When it came to going to bed with a straight guy who wouldn’t perform oral sex, there was no roadmap to articulate my experience.
Robert was shy before we went to bed together. We didn’t even kiss until our third date. But at the point of first contact, it was game-on: He gave my ass a firm squeeze and started stripping my clothes to the floor. With the lights off, he reached for a condom. His orgasm followed a few minutes later. Mine didn’t.
He apologized for the unexpected climax, but I was only a little disappointed: My first time in bed with a partner is rarely something to write home about. Besides, I liked him. So instead of pouting, I smiled and pulled him closer to me. In my mind, we had more than enough time for his sexual redemption. After some cuddling and pillow talk, I kissed down his body, moving lower, lower, lower. Then I rolled over onto my back.
“What do you want to do now?” Robert asked.
“You could return the favor,” I suggested, smiling in his direction.
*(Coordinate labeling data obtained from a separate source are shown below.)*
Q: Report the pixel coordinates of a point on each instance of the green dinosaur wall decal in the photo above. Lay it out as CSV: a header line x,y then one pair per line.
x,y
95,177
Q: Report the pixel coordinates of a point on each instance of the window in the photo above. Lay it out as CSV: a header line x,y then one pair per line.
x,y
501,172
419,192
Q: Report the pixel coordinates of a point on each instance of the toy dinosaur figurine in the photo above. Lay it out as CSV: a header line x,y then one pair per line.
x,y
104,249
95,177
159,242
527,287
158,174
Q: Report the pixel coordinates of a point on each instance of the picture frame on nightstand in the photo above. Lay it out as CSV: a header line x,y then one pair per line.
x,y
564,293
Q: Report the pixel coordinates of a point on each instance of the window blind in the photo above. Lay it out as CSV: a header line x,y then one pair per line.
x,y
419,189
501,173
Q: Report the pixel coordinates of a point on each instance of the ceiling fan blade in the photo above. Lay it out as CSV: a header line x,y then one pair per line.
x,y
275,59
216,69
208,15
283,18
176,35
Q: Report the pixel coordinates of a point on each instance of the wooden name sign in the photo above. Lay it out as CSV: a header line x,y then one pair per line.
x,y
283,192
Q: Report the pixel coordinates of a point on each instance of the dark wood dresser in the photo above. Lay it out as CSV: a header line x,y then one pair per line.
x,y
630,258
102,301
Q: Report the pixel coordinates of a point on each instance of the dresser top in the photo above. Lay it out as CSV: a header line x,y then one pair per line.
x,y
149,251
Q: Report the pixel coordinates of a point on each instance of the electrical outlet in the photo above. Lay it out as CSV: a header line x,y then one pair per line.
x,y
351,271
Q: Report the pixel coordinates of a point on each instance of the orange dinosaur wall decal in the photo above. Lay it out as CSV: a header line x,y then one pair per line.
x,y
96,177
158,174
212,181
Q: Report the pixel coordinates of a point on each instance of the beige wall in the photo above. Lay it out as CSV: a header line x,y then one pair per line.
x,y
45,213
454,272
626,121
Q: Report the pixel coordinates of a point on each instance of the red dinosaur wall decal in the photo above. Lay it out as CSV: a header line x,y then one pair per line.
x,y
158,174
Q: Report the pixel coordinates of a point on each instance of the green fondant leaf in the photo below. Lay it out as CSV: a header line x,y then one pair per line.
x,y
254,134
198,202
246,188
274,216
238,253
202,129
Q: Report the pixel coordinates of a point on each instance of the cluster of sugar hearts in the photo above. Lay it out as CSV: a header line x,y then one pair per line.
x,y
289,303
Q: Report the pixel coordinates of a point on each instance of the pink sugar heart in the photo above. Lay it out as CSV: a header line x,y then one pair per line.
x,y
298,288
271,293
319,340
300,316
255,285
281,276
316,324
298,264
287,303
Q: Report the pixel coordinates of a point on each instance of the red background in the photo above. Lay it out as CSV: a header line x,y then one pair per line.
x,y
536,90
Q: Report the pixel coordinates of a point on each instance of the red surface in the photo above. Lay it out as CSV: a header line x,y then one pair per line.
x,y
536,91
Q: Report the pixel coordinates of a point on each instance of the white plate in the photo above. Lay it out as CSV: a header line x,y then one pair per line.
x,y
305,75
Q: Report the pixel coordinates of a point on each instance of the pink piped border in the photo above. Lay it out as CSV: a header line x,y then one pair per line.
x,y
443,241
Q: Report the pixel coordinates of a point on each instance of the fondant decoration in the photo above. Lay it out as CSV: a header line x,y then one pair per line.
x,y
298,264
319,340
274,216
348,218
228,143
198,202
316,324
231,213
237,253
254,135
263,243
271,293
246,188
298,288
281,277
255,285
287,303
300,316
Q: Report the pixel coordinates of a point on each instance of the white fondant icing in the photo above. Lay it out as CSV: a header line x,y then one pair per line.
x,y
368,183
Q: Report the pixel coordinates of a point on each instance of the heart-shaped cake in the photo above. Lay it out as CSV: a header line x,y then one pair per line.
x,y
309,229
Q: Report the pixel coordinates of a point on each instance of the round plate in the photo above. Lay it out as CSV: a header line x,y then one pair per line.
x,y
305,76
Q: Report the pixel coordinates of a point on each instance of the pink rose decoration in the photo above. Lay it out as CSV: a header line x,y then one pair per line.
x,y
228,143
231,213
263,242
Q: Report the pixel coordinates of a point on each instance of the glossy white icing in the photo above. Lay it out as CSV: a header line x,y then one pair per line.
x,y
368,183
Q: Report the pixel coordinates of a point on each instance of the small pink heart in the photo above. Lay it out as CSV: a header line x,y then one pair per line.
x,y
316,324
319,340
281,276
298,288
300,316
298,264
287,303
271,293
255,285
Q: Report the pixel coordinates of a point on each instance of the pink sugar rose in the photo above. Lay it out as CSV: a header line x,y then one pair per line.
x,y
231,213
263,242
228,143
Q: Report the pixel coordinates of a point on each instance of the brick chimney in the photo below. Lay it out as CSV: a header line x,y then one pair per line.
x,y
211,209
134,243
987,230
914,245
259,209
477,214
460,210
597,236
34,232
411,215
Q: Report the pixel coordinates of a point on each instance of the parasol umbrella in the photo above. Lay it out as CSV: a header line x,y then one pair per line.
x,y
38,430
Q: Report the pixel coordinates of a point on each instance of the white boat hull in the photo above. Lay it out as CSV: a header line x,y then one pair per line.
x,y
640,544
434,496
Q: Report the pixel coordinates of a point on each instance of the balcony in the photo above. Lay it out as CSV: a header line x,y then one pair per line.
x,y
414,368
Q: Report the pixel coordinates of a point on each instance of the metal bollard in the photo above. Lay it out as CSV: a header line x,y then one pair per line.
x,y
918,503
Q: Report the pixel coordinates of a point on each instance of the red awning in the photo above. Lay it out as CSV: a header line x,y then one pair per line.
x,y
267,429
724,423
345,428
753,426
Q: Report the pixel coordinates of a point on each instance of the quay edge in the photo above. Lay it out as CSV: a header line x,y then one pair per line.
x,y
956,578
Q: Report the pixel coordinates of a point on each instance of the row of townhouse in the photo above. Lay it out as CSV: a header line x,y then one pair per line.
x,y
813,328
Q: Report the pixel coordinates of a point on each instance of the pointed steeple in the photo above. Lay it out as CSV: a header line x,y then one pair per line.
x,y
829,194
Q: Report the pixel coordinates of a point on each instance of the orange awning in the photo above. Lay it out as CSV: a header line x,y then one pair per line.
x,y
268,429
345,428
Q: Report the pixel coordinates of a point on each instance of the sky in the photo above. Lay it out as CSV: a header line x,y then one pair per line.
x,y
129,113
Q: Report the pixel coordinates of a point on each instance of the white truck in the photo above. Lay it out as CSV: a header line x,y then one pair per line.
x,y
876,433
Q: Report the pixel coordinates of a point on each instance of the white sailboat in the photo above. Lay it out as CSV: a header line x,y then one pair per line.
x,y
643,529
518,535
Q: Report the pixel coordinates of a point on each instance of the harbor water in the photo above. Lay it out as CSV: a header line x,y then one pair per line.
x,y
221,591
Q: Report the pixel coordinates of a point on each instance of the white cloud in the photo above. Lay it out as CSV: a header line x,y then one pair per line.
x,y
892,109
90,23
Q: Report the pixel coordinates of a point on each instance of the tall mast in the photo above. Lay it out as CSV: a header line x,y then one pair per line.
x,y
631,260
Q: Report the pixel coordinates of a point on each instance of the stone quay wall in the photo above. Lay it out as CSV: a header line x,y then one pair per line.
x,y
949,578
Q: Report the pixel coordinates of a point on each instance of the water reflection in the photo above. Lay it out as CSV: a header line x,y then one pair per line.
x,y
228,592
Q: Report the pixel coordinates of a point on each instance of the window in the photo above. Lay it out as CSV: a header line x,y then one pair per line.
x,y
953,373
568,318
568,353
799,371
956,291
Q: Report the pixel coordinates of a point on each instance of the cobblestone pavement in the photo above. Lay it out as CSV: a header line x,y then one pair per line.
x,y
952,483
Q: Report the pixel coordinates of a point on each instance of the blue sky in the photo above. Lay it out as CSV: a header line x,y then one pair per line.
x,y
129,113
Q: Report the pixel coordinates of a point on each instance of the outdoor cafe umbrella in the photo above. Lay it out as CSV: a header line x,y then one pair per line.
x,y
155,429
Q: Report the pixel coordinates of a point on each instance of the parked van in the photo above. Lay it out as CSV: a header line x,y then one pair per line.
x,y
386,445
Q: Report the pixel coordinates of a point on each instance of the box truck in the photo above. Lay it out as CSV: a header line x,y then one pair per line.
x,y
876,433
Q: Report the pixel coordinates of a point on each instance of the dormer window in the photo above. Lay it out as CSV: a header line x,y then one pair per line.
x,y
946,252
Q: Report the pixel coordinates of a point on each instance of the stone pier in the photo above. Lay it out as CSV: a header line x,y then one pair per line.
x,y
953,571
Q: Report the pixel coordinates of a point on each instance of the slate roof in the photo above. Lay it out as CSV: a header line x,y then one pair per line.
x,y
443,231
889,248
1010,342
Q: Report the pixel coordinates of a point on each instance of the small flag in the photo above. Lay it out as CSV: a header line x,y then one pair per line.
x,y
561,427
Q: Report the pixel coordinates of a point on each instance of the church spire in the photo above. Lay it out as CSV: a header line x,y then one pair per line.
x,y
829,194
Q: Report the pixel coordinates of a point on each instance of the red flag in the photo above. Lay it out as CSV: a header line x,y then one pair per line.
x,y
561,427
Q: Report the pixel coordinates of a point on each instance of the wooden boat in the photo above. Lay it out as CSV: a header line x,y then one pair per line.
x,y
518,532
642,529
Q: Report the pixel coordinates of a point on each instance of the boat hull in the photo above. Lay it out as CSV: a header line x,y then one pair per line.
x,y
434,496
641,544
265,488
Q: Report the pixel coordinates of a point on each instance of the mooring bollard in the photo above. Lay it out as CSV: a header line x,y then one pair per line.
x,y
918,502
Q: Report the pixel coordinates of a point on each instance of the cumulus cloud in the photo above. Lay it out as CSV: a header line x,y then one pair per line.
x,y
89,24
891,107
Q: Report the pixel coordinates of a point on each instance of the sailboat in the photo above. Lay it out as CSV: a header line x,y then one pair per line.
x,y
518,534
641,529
“Oh,” he said. In the dark, I couldn’t make out his expression. He seemed even more hesitant than before we kissed. “I don’t really do that,” he said.
“What?”
“Yeah,” he said. “I just don’t like it.”
He rolled back on top of me to do it in the missionary position. I let him. It wasn’t bad, but I was still turned on. Finally, I asked him if he was totally disinterested in going down. “I’m kind of scared,” he told me. He cited his experience with another girl who “tasted funny” and drove him away from trying it again. But as we continued to see each other, he insisted that if I gave him time to sort through his hang-ups, I would be rewarded for my patience. I agreed to wait and reasoned that he had to try it again sometime. Right?
While Robert had abandoned cunnilingus after one sour taste, I had no such hang-ups. But when it came to going to bed with a straight guy who wouldn’t perform oral sex, there was no roadmap to articulate my experience. As Robert worked through his issues, I consulted the experts. Over drinks and late-night phone calls, friends told me that healthy relationships are give-and-take, not a one-way street. But online, sex columnists advised me never to coerce or pressure anyone into a sexual act he wasn’t comfortable with.
I tried not to pressure Robert. Instead, I asked, regularly and often. But I continued to field the same tired refrain: “It could happen. Very soon. I’m thinking about it.”
When direct inquiry didn’t work, I tried physical strategies. Before sex, I’d rush to the bathroom to wash between my legs, making sure I smelled clean and soapy. I wore the kinds of panties that practically screamed to be removed with teeth rather than hands: satins, lace-covered bottoms, delicate and uncomfortable thongs. My hair was already trim, but in a vainly transparent effort to please him, I shaved every last bit of it. None of it worked.When Robert shook his head “no”—or worse yet, ignored my attempts to jump-start oral sex that went both ways—I felt ugly, rejected, and disrespected. I should have stopped going down on him, but I didn’t.
Neither one of us ever felt a strong calling to a monogamous commitment, so I managed to stick with our quasi-open arrangement for well over two years. In technical terms, we had agreed to date other people, but only have sex with each other. At least, those were the terms under which Robert claimed to operate. Privately, I saw things a little differently. In another city, I’d be hoisted onto a hotel sink without so much as a second thought. Sometimes, I’d meet with other partners in the same week I’d slept with Robert. And I didn’t feel guilty. I was desperate to have my body explored with eagerness rather than trepidation. I used protection and hoped that no one would feel betrayed.
As time passed, sex between me and Robert felt increasingly like a failed negotiation. My feelings of rejection subsumed any enjoyment I experienced from intercourse. I denied it for months. He cared about me, yet sensed that I would leave if he ever said “never” to oral sex. So he strung me along with half-hearted promises for as long as we could both keep up the pretense.
We broke up and got back together several times in those two years; there was always an excuse to hang out as friends and quickly reunite as lovers. But every time the on-again thrill wore away, I was left with a relationship totally lacking in emotional or physical depth. It became obvious that this was about more than just his distaste for oral intimacy. Let’s face it: Even his fingering was clumsy at best.
After we broke up for the final time, I realized I didn’t miss Robert as much as I did clitoral stimulation. Now I know that I should never have had to choose. Sometimes, the best way to get what you want is to ask someone else.